ISCEA has been active in the region through partnerships with Universities and Associations, delivering awards, participating in supply chain events and contributing with articles to supply chain media in Mexico,

Colombia,

Costa Rica,

Ecuador,

Panamá,

Perú,

and other countries.

In March 2023 ISCEA announced that for the next 5 years, scholarships with a total value of US$1,000,000 would be awarded in Latin America through the CSCA (Certified Supply Chain Analyst) program.

===ISCEA Expansion into Europe, the Middle East and Africa===

Since 2010 ISCEA has been organizing Supply Chain Management Summits and certification workshops in UAE and Saudi Arabia.

In 2014 the French Supply Chain Management Association (FAPICS), introduced to France ISCEA's CDDP (Certified Demand Driven Planner) certification program; and in 2016 it introduced CSCA (Certified Supply Chain Analyst). ISCEA's SCTECH 2019 was held in France in parallel to FAPICS Conference.
In 2020, FAPICS changed its name to l'Association francophone de Supply Chain Management (AfrSCM), maintaining the collaboration and promoting ISCEA's certifications to schools like IAE Paris - Sorbonne Business School, and its member companies.

ISCEA collaborated in 2019 with Africa Resource Centre (ARC) awarding future leaders of Nigeria with Certified Supply Chain Analyst (CSCA) and Certified HealthCare Supply Chain Analyst (CHSCA) scholarships worth US$550,000. ARC is an independent supply chain advisor to Ministries of Health of African Countries, aimed to improve availability of medicine and health in Africa.

In 2021 ISCEA entered into a partnership with Supply Chain Economy-Management (SCE-Management). The focus of this partnership will be strengthening supply chain systems through both capacity building and certification in Benin and French-speaking Africa.

In 2025, the American University in Cairo - Onsi Sawiris School of Business Executive Education (ExecEd) secured ISCEA accreditation for its Supply Chain Management Professional Certificate. This recognition positioned AUC as the first university in Egypt to offer an ISCEA-accredited program that not only grants a professional certificate but also prepares participants to sit for the globally respected Certified Supply Chain Manager (CSCM) exam.

Other countries in EMEA in which supply chain professionals are acquiring their supply chain certification credentials from ISCEA include Iraq, Egypt, Jordan, Kenya, South Africa and Spain.

===ISCEA Expansion into Asia-Pacific===

ISCEA has been supporting supply chain education and providing with certification in the Asia-Pacific region since 2007. Some countries in APAC in which supply chain professionals are acquiring their supply chain certification credentials from ISCEA include India, Pakistan, Bangladesh
Indonesia,

Singapore and Sri Lanka.

ISCEA's Certified Lean Master (CLM) programme is delivered in Hong Kong and Malaysia through SGS, the global inspection, verification, testing and certification entity.

In 2019 Tim Charlton was appointed to the position of President of ISCEA-Pacific (Australia and New Zealand) and also appointed to the ISCEA- APAC Board that included Mr.
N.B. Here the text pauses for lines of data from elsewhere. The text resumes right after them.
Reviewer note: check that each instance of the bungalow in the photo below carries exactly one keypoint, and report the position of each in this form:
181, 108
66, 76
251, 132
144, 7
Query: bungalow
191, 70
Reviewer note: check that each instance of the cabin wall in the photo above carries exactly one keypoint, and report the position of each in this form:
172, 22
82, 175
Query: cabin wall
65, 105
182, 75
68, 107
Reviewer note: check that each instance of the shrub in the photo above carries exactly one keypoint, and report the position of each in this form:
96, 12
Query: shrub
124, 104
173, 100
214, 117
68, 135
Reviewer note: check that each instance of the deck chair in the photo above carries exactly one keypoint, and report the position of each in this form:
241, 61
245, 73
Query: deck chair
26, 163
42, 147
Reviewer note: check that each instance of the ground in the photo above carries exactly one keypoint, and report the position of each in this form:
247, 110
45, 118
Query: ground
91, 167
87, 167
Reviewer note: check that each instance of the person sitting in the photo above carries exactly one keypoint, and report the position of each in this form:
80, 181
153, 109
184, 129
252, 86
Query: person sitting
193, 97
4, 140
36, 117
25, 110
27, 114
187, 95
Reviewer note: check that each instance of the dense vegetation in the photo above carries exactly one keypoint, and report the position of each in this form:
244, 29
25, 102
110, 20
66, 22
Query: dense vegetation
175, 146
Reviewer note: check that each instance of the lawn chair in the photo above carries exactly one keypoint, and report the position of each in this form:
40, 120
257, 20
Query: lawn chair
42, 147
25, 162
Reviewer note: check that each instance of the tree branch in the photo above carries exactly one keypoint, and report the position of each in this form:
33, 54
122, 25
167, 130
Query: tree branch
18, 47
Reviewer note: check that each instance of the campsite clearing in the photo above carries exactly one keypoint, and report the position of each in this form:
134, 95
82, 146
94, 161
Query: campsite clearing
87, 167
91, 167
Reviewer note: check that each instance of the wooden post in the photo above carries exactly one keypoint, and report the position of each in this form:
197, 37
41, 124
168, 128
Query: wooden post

Ejazur Rahman (Bangladesh) CEO, ISCEA-Asia, Mr. Nikhil Oswal (India), CEO, ISCEA-India, Dr. Premkumar Rajagopal (Malaysia), President, MUST (Malaysia University of Science and Technology), Mr. Sandeep Chatterjee (India), Senior Manager, Deloitte India, Dr. Nyoman Pujawan, Ph.D., (Indonesia), Professor, Institut Teknologi Sepuluh Nopember, and Dr. Harish Pant (India), Chief Business Transformation Officer, NTF (India) Pvt. Ltd.

In 2024, ISCEA started a partnership with Singapore-based SCALA - Supply Chain and Logistics Academy. SCALA (Singapore) and PPLC Superport & Industrial Co., LTD. (Cambodia) signed a historic Memorandum of Understanding (MoU) to train up to 300 Cambodian trainees in Singapore. The training included hands-on experiential learning and certification as Certified Supply Chain Analysts from ISCEA. The MoU signing was further marked at the Cambodia-Singapore Business Forum in the presence of Samdech Moha Borvor Thipadei Hun Manet, Prime Minister of the Kingdom of Cambodia.